La cène, ce repas de bénédiction, doit aussi nous rappeler notre relation à l’autre, qui est essentielle : même si Jésus a mangé dans le même plat que Judas- ce qui est souligné dans le texte-, la cène nous appelle à une introspection de nos relations ; suis-je hermétique aux autres, aux lèvres qui boivent à la même coupe ? Est-ce juste une habitude ? Quelle est l’attitude de mon cœur ? Ne suis-je pas un peu ce Judas qui mange du même pain mais n’hésite pas à poignarder les autres, ceux qui ne pensent pas comme moi, ne vivent pas comme moi, n’ont pas les mêmes habitudes que moi ?
La sainte cène, c’est aussi cette relation à l’autre où il m’est demandé d’avoir un regard nouveau, renouvelé, sur l’autre, les autres, le monde !!!
Bénédiction supplémentaire. Béquille pour la foi. Force pour avancer sur notre chemin. Un Dieu avec qui l’on mange est unique ; il n’y en a pas d’autre que le Dieu de Jésus-Christ !! Un Dieu avec qui l’on partage sa tranche de pain ; avec lequel on boit au même verre !! C’est bien de cela qu’il s’agit !! Comment alors dans la cène ne pas vivre la proximité de Dieu dans ma vie ? Comment, alors qu’il est mon voisin de table, ne pas sentir son souffle qui m’apaise, me rassure, m’encourage, me donne force, joie et paix ?

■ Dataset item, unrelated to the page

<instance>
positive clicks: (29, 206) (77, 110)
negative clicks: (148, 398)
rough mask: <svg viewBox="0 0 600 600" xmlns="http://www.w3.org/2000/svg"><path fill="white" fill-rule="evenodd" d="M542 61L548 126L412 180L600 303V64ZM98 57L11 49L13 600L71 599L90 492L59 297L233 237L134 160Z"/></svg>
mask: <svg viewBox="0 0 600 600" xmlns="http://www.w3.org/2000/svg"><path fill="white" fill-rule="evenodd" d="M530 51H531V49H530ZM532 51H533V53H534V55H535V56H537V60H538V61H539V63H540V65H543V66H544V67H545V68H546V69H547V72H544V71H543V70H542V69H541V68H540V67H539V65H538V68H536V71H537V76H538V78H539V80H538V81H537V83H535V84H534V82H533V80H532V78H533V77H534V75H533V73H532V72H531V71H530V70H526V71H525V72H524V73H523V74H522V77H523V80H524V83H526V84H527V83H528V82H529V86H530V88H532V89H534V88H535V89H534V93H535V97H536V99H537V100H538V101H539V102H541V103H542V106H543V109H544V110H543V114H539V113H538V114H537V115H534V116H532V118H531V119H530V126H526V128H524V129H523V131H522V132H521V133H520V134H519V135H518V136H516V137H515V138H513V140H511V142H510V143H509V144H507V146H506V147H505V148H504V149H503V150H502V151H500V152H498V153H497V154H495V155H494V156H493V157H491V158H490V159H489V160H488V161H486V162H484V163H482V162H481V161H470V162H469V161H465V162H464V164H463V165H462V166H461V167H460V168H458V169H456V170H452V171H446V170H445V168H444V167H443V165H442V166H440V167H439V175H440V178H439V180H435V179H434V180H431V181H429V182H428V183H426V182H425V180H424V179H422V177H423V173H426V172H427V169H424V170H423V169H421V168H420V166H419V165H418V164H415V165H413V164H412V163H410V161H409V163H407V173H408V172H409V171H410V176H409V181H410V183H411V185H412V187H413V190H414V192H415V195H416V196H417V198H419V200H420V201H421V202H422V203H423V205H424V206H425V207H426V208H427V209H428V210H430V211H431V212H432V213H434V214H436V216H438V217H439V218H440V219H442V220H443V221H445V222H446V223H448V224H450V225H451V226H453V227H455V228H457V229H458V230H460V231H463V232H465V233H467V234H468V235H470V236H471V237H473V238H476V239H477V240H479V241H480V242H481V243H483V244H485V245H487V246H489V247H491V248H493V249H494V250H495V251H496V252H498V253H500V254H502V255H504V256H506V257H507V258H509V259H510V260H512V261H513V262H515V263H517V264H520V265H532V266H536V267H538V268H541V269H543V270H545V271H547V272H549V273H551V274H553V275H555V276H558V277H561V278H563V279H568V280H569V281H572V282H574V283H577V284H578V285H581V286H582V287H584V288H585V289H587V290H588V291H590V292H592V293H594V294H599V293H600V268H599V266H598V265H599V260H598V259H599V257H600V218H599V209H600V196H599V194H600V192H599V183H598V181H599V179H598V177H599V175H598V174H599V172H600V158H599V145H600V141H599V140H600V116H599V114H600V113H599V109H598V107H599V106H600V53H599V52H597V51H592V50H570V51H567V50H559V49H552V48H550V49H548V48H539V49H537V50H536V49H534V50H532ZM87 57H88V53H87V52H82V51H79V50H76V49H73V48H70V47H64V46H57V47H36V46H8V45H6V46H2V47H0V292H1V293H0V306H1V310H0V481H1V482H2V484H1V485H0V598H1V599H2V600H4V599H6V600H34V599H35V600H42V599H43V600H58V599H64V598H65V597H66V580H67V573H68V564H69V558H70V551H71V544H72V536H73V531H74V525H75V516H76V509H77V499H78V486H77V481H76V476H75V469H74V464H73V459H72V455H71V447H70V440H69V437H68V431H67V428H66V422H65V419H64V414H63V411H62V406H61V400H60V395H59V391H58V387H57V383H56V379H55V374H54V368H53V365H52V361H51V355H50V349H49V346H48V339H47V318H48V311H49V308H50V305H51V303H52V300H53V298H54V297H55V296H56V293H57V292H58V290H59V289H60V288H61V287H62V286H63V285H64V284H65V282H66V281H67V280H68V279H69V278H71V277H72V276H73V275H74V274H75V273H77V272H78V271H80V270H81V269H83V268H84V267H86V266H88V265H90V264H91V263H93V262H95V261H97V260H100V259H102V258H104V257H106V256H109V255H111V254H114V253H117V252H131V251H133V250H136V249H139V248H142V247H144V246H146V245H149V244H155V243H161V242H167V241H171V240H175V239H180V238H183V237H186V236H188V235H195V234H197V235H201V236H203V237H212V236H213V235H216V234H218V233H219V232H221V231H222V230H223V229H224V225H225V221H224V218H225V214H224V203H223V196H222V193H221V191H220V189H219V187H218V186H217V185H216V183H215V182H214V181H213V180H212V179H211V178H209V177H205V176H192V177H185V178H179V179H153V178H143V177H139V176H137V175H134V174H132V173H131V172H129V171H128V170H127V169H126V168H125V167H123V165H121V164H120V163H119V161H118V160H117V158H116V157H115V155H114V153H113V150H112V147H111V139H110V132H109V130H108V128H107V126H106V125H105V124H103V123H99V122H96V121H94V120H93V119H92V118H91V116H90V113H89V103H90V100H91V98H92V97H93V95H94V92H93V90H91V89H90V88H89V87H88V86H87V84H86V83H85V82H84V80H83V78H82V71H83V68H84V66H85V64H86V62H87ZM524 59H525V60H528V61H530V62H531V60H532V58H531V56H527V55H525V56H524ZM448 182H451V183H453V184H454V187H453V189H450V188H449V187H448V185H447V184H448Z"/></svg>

Vraiment, le repas du Seigneur est quelque chose de merveilleux ; parce que même s’il est invisible, c’est bien le Seigneur lui-même qui nous invite à sa table ; oui, même s’il est invisible pour les yeux, c’est lui, le Christ, qui dit à chacun d’entre nous : viens à ma table prendre des forces pour ta route, pour ta relation avec les autres ; pour puiser des forces pour ta vie ; et ensuite, je ferai chemin avec toi !
AMEN !
Pr Nathalie Paquereau.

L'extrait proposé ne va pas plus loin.